For the Manhattan distance, we’ve managed to almost halve the computational time. Now let’s check the Euclidean distance.

```
%time vect_euclidean_1 = calculate_euclidean_distance(array_sample_1)
```

```
CPU times: user 1.89 ms, sys: 1.14 ms, total: 3.03 ms
Wall time: 1.81 ms
```

```
%time vect_euclidean_2 = calculate_euclidean_distance(array_sample_2)
```

```
CPU times: user 11.3 s, sys: 2.38 s, total: 13.6 s
Wall time: 13.7 s
```

```
%time vect_euclidean_3 = calculate_euclidean_distance(array_sample_3)
```

```
CPU times: user 49.3 s, sys: 32.6 s, total: 1min 21s
Wall time: 1min 37s
```

Bam! With this final optimisation we get the calculation of the Manhattan distance down to around a minute and the Euclidean distance to a minute and a half on our largest sample. The Manhattan distance calculation is slightly faster as we’ve gotten rid of two power calculations when we split the functions, one over each of the differences and another over the final distance calculations. Comparing this to where we started, our calculation of the exact same distance metrics is now between 50 to 120 times faster!
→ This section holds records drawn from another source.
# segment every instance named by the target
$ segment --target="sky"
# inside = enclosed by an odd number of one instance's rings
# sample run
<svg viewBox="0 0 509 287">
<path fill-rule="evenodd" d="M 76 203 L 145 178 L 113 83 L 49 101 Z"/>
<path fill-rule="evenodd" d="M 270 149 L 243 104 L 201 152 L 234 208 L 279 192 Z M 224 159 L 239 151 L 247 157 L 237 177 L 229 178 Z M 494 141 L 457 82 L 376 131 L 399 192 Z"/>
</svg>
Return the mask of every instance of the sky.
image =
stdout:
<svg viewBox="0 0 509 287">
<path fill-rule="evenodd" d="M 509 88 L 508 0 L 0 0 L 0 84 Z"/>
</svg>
I hope this series has given you some idea of how vectorisation works, and the confidence to know when and how to use it. With just a small amount of linear algebra knowledge and a few small changes to your code, you could be seeing significant performance gains without ever having to leave Python. Happy optimising!